Es ist wie so oft im Leben : Man erkennt erst wie gut eine Sache war wenn sie nicht mehr da ist. Was ich jetzt vermisse ist der übergroße „Start“-Button von Windows. Er begleitete mich seit Window 95 hat aber in Windows Vista nicht überlebt.

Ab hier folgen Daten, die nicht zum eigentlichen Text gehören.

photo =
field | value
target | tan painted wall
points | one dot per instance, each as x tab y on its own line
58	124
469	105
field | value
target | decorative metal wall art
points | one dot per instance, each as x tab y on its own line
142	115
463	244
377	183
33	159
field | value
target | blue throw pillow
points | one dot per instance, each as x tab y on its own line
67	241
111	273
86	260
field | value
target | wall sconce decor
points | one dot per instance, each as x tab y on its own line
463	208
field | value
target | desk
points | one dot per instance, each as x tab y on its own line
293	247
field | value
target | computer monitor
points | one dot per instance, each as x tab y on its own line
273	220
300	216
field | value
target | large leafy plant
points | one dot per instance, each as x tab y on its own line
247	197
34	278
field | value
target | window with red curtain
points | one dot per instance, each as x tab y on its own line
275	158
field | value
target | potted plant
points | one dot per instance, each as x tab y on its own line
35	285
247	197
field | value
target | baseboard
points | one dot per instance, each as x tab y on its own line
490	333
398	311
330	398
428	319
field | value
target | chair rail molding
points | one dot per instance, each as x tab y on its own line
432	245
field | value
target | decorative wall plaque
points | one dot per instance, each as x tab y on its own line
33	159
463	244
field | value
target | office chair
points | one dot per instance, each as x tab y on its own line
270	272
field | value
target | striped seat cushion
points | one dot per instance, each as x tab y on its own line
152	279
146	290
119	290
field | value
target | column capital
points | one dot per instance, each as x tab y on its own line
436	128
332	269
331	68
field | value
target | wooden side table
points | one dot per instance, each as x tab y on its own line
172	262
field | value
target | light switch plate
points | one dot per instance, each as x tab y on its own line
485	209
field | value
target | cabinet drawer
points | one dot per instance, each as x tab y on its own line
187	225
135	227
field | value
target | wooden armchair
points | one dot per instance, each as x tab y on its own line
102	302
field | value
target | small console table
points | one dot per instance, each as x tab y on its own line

Es ist nicht so das ich diese Ding umbedingt brauche, vielmehr ist es so das mir diese Schaltfläche die Kundenbetreuung am Telefon erheblich vereinfacht hat. Meine Kunden sind nämlich zum Teil ganz einfache Leute die mit Computern nicht viel im Sinn haben. Und so begannen ganz viele Telefonate mit den Worten:
„Drücken Sie mal links unten in der Ecke auf Start …“
Das kann ich jetzt nicht mehr sagen, stattdessen gibt es Dialoge wie diesen:
„Drücken Sie mal unten links auf die blaue Kugel“
„Wo ?“
„Die blaue Kugel mit dem Windows Symbol.“
„Hab ich nicht!“
„Sie haben doch unten diese Leiste?“
„Was ?“
„Sie haben unten in der Ecke ist doch die Uhr?“
„Ja“
„Und in den anderen Ecke ist eine blaue Kugel.“
„Ja, stimmt“
„Da drücken Sie jetzt bitte mal drauf …“

Puhh! Schwierig! Kann ich bitte meinen Start-Button wieder haben?